Where reading is concerned, a big part of your ability is going to have to do with whether or not you learned how to do it at a young age. Just like playing the violin or something. In other words, learn to read by four, you’ll have a completely different level of ability compared to if you learned to read at seven. And if you are weak because you learned to read at seven, damn right it’ll feel like there are wires in your brain that are crossed. That’s because your brain was “designed” by evolutionary forces to do more primal things like ducking when you see something coming at you, or urinating when you have to…thousands of years before it was “designed” to read.
If you think this is turning into a rant directed at lazy parents who don’t read to their kids, you’re right. These “dyslexic” kids seem to me, by & large, to be growing up in “American Idol” households, in which reading isn’t valued.
- mkfreeberg | 04/08/2009 @ 00:00I heat sexylaid.

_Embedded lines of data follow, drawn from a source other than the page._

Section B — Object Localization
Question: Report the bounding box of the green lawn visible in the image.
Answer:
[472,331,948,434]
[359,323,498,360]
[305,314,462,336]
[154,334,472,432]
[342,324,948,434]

- smitty1e | 04/08/2009 @ 04:31I have 3 children. The eldest could read with about a 200 word vocabulary at 2-1/2 yrs old. Her choice. My youngest was reading on the 2nd grade level in kindergarten. The middle child? He had the same reading aloud the other two got, but didn’t get how to read. He got reading specialist help in primary years, and still lagged. By 5th grade he thought he was stupid. We enrolled him in a school for Dyslexics and/or gifted children. As a result, I saw what a competent program could do. As I retired from the Navy, I took their summer teaching program, then homeschooled that boy for 7th and 8th grades and brought him to grade level. In high school he didn’t progress and scored in the 19% in language skills on the state test. I pulled him his junior year and re-homeschooled him. He went up to the 62% on the test. He’s in the military, is married and has a child of his own and is doing well now. Dyslexia is real. Brain scans show that different processing is taking place, it’s basically a sequencing problem. As to an overused diagnosis? It would not surprise me. If your child is struggling and you have the choice of him being 1 of 25 kids in a class with no extra help, or in a small class environment with teachers and aides with extra training, which would you choose? Funny, what works with many dyslexics, also helps other people who struggle. It’s a very systematic approach to teaching phonics and spelling. It’s not the only approach that can be effective with poor readers. I sub in special ed classes, and some kids need a different method. A more pictorial recognition of words, not how to sound out the words. Please do NOT tar all parents as being lazy when their child has been diagnosed as being dyslexic. I worked with my son, ineffectively for years, 2 hours a night of heartbreaking effort on language arts homework minimum, then found that more effective instruction (still with hard work since he was older… 20 min of daily intervention in 1st grade is equivalent to 2 hours intervention in 5th grade) made all the difference in the world.